Just in the month of April, 925 jobs were lost or relocated with the Black & Decker shutdown in Fayetteville. Approximately 130 jobs were cut at Guilford Mills in Fuquay-Varina.
At the North Carolina Rural Economic Development Center, leaders outlined 10 recommendations to help workers who have lost their jobs.
One recommendation calls on Congress to provide better federal assistance. Another recommendation takes aim at the N.C. General Assembly.

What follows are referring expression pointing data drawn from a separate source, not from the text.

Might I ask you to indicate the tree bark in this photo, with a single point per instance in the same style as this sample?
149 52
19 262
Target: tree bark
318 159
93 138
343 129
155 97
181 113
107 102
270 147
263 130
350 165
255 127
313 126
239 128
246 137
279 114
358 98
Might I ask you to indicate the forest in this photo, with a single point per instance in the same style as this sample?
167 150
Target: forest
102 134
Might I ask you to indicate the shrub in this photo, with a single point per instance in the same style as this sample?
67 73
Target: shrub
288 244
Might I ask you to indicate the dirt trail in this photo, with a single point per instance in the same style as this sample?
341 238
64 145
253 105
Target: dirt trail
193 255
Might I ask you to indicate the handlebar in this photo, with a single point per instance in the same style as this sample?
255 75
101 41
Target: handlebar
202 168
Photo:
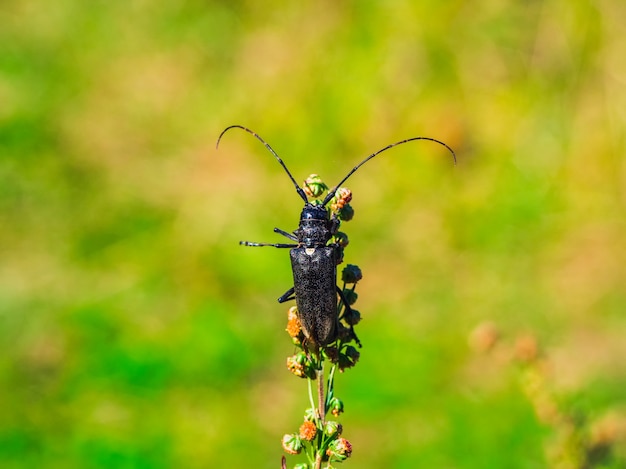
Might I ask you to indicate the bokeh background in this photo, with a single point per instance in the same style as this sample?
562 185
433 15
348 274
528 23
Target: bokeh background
136 333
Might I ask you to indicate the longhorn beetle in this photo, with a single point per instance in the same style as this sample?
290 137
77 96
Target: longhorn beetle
313 260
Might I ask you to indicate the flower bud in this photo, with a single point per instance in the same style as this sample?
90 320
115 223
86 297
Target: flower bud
350 296
341 239
352 317
336 407
332 428
339 449
293 322
310 414
314 186
351 274
292 444
346 213
308 430
301 366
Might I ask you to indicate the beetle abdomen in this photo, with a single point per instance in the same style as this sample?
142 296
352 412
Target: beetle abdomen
315 286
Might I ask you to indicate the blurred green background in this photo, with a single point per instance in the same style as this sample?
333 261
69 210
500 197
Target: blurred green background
136 333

The Dislocated Worker Advisory Committee wants state lawmakers to replenish the Unemployment Insurance Trust Fund, which has been drained in the past four years. "When we had to pay unemployment insurance, and ran out of money in our fund, we had to use up everything in our reserve fund and we could no longer fund some of the key programs in workforce development," N.C. Rural Center representative Anne Scharff Bacon said.
Even lawmakers who want to build up the fund say it may be tough to do this year.

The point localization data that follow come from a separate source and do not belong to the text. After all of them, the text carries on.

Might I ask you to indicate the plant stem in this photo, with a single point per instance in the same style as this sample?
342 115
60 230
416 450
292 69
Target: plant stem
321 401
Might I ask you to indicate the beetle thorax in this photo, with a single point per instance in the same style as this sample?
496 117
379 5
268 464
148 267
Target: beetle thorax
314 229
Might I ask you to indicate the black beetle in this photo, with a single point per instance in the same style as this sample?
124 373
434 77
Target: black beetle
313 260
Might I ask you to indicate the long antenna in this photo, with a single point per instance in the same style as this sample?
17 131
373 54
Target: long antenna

"It all depends on what kind of revenue we end up with." Rep. Joe Tolson, D-Edgecombe County, said. "If we don't get additional revenue and face the cuts that we are looking at now, I doubt that we'll be able to do anything with that."
The advisory committee is not placing the entire burden on the N.C. General Assembly. The group is also calling on state agencies, community colleges and nonprofit agencies to help minimize the impact of the job losses.
In the last four years, more than 200,000 people in North Carolina have lost their jobs due to layoffs or shutdowns. Another 35,000 textile and apparel jobs are expected to leave the state in the next seven years.